La disparition, puis la réapparition en catimini, du Ministère de la santé dans le gouvernement de Manuel Valls, est sur ce point hautement symbolique : elle traduit l’approche purement comptable de ce gouvernement, dont la seule obsession est de réduire le déficit. Ainsi se gargarise-t-il du fait que l’ONDAM (Objectif National des Dépenses d’Assurance-maladie, fixé chaque année par le parlement et dont l’objectif est de limiter la dépense publique de santé) ait été respecté depuis deux ans, que le déficit de l’assurance-maladie (évalué à 7.5 milliards d’euros) soit moindre qu’escompté (1 milliard de moins), alors même que cela se traduit par des indicateurs sanitaires en berne, et une dégradation de l’accès aux soins pour les français. Comme si cela ne suffisait pas, le gouvernement s’est fixé comme objectif de réduire les dépenses de l’assurance-maladie de 10 milliards d’euros supplémentaires, avec dans leur collimateur l’hôpital public. Or, celui-ci est déjà exsangue : la majorité des établissements publics hospitaliers sont en effet en sous-financement chronique et ont même dû s’endetter sur les marchés (en souscrivant notamment des crédits toxiques) pour simplement assurer leurs missions de service public, étant obligés par tous les plans d’économie qui leur sont infligés depuis des années de faire toujours mieux avec moins, avec à la clé une baisse de la qualité des soins et parfois des accidents dramatiques et des morts.
Les « solutions » pour réduire encore les dépenses sont donc évidentes : il s’agira de licencier du personnel, ou au moins de baisser leurs rémunérations, en revenant par exemple sur les 35H, de fermer des lits ou des services entiers, de fermer les hôpitaux de proximité qui ne réalisent pas assez d’actes, ce qui entrainera des difficultés d’accès aux soins et de plus en plus de renoncements purs et simples aux soins. In fine, c’est la situation sanitaire des français, déjà mise en péril par la crise, qui se dégradera chaque jour un peu plus. A la pauvreté et à la misère, en pleine croissance (14,3% de la population, soit presque 9 millions de français), s’ajoutera donc une dégradation du système de santé, que le gouvernement entend progressivement privatiser, pour le plus grand bonheur des grandes compagnies d’assurance privée. Sur ce point, le gouvernement Valls reproduit sciemment les erreurs qui ont été faites en Grèce, au Portugal et ailleurs, malgré leurs conséquences funestes et criminelles.

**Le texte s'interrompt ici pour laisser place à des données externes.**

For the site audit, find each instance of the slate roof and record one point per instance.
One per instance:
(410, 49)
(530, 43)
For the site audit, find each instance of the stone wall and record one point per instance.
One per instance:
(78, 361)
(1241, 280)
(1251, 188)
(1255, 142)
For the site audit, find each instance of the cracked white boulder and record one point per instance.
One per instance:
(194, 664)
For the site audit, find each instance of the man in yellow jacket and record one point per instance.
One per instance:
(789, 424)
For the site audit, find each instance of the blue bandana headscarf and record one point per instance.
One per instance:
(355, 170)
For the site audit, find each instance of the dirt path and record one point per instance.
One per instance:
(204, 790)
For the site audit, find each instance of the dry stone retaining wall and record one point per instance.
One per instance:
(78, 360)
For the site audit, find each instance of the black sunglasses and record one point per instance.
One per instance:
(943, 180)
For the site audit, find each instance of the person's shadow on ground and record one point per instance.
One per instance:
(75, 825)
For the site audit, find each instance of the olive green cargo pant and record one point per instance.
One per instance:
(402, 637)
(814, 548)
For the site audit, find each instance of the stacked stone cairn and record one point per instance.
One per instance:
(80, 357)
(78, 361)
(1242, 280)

Mettre la santé au cœur de la politique

Il est donc urgent de rompre avec ces politiques austéritaires, qui anéantissent notre système de santé et rendent littéralement malades nos concitoyens. Les élections européennes constituent l’occasion de dire non à ces politiques et de porter les valeurs humanistes et solidaires sur lesquelles sont fondés notre système de sécurité sociale et notre pays. Le Parti de Gauche propose ainsi, en rupture avec les politiques actuelles, de partir des besoins sanitaires de la population afin d’adapter le financement de la santé en conséquence, d’augmenter progressivement le taux de remboursement jusqu’à 100%, et d’instaurer une véritable démocratie sanitaire qui permettre de rendre le système de santé plus efficace et surtout plus humain.